It is not clear how much use a voluntary code of practice on broadband speeds will be, but hopefully if providers who have agreed to it consistently break the rules Ofcom will act with a larger stick to ensure compliance.
The Broadband Speeds Code of Practice was first announced on 5th June 2008, and on the six month anniversary of the initial release Ofcom is keen to point out that providers covering 95% of broadband users are signed up.
The code is mainly about ensuring consumers are better informed about potential speeds, to avoid people seeing headline figures of 24Mbps and not being aware that with ADSL2+ only around 15% of lines will ever connect at speeds like this. The main points of the code are:
- provide consumers at the point of sale with an accurate estimate of the maximum speed that their line can support;
- explain clearly and simply how technical factors may slow down speeds and giving help and advice to consumers to improve the situation at home;
- offer an alternative package (if there is one) without any penalties, if the actual speed is a lot lower than the original estimate; and
- explain fair usage policies clearly and alert consumers when they have been breached.[/b]

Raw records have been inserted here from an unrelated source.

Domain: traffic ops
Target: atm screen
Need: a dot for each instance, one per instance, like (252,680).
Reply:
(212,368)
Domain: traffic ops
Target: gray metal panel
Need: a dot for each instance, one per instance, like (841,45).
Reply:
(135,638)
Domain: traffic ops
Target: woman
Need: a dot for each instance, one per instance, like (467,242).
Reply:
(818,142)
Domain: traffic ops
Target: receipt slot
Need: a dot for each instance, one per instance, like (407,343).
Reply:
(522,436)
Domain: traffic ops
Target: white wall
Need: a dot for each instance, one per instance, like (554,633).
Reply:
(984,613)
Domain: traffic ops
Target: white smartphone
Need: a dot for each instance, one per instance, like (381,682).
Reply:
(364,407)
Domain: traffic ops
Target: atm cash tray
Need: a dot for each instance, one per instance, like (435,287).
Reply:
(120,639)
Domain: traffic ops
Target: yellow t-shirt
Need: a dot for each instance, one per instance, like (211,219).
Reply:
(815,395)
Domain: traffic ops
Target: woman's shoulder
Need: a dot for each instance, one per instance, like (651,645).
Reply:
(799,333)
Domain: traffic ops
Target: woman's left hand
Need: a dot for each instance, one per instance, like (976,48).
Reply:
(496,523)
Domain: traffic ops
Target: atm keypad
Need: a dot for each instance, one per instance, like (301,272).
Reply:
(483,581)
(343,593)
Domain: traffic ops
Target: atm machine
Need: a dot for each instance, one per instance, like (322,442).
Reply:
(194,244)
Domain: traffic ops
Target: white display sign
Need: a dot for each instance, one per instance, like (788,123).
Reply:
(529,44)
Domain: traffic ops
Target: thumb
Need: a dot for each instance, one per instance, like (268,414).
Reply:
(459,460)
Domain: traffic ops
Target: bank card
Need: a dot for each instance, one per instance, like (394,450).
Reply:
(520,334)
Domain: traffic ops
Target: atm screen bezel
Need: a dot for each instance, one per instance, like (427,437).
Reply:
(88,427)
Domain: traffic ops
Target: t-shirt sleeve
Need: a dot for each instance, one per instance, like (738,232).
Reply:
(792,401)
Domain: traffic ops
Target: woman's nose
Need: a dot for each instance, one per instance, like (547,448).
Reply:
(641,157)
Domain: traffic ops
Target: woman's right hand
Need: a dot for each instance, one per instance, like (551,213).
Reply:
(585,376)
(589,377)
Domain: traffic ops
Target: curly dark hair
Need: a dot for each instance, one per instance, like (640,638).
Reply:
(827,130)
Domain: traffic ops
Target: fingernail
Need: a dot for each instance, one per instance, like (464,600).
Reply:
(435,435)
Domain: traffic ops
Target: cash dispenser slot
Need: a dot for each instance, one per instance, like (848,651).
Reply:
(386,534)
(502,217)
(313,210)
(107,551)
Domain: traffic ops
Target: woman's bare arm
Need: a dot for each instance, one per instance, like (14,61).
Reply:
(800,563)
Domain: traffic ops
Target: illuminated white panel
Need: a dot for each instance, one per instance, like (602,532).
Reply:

The last six months has seen some progress with estimates of line connection speeds featuring more prominently in many providers sign-up processes. Of course the speed your ADSL/ADSL2+/cable broadband connects at does not mean you will always see download speeds close to this; congestion from the millions of others potentially online at the same time is a big factor too.
One area where progress still seems to be slack is informing consumers of when they're breaching a fair use policy. Far too many still appear moaning of slow broadband speeds to find they've entered a different traffic management level. While fair use policies are generally designed to be dynamic and often do not kick in unless a providers network is very busy, the average consumer may get a better idea of what is considered high usage if the levels from the previous month were published on the providers website.
The broadband industry is a highly competitive one, and with many people attempting to cut back on spending, the pressure and attractiveness on providers of skirting around areas like traffic management is at an all time high. What effect this code will have on solutions sold as unlimited, but where different types of traffic are throttled is impossible to tell. For many consumers they may not care, but those embracing all that is possible with broadband very soon start to notice the problems, e.g. when a 5 Meg connection is unable to stream a 1 Meg video stream, but the neighours slower 2Meg connection with a different provider is able to play video streams for hours on end.